Wednesday, March 25, 2009

G.M. Worker Loses Job, Writes Song

This is a bittersweet story from the Flint Journal. Greg Miles worked for General Motors' Grand Blanc Weld Tool Center for three decades, and then a few weeks ago he learned that his job had been outsourced to a foreign country. What did he do? He wrote a song, "Didn't Quit My Day Job, It Quit Me."
The lyrics came to him in a rush one Sunday afternoon.

In an hour, he scribbled the song on a yellow notepad. He spent a few weeks recording the song in the basement of his Waterford home.

The title comes from realizing that his job, designing tools for assembly lines, was outsourced to foreign countries.

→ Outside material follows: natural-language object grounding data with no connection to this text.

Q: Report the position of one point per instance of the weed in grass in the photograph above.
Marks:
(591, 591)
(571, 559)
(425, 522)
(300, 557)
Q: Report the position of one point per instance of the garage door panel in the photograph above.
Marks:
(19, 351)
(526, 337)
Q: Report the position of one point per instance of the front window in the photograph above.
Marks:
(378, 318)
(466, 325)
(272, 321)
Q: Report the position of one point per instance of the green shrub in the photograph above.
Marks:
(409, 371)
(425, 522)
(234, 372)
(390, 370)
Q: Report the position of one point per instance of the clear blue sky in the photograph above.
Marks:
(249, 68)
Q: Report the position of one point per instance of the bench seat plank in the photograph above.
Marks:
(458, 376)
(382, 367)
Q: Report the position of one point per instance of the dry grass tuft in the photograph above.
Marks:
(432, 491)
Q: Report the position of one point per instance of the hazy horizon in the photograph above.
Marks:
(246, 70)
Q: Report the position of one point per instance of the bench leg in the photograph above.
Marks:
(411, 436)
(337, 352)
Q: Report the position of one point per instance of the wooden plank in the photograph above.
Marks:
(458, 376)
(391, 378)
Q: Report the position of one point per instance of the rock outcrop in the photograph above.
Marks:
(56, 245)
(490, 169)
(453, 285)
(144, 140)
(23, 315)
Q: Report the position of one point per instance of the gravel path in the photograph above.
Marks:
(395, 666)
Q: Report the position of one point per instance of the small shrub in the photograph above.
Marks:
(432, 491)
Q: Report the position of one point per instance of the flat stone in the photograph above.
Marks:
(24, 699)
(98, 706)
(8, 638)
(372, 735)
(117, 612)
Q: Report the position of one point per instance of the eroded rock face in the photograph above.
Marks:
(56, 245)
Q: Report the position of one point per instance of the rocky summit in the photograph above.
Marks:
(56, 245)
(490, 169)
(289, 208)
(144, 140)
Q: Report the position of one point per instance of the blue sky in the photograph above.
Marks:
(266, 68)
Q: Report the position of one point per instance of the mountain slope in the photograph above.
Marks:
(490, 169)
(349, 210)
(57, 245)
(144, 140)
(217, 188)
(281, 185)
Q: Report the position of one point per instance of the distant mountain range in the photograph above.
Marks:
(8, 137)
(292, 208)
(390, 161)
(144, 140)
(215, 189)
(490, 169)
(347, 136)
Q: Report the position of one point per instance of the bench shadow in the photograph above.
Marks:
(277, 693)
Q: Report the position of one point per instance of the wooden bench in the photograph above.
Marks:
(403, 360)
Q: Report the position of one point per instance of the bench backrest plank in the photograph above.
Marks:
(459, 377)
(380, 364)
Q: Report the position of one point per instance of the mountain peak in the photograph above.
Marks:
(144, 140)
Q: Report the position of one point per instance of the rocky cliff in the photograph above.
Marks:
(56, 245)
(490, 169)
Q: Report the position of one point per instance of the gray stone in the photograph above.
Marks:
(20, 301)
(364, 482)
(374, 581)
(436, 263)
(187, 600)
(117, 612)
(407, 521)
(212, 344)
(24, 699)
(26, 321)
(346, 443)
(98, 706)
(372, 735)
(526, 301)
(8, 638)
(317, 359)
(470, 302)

The job didn't go away; it just wasn't being done by U.S. workers anymore. [...]

Sitting next to the Irish flag hung on the basement wall, Miles sang in his warbly voice, strummed his Fender acoustic guitar and played his harmonica.

The song combines folk, rock and country.

"It's kind of like a country song, but it's not real twangy," Miles said.

The song has become something of an Internet sensation, and he's already been contacted by several local media outlets and asked to sing at a concert.

"I've never had more fun losing a job in my whole life," Miles said, laughing.
At least they didn't take away his sense of humor, and his talent for strumming that guitar. He's pretty darn good.

Check out this excerpt from his song, along with the YouTube video.
"Need to figure out what I am going to be
Might be a rock star or a pirate at sea
All I know is that this job is history"

"It started very slowly, our work shifted overseas
Began to pick up speed, it spread like some disease
Didn't know why they did this, they don't buy our cars over there"

"Need to figure out what I am going to be
A Wal-Mart greeter or pizza delivery
Do you want fries with that or super-size it please
I'll park that car sir, just give me your keys
All I know is that this job is history"

For his sake - and everyone else in the same situation - I hope the future brings him something better than a Wal-Mart greeter or pizza delivery job. You can't live the American Dream on those wages. Good luck, Greg.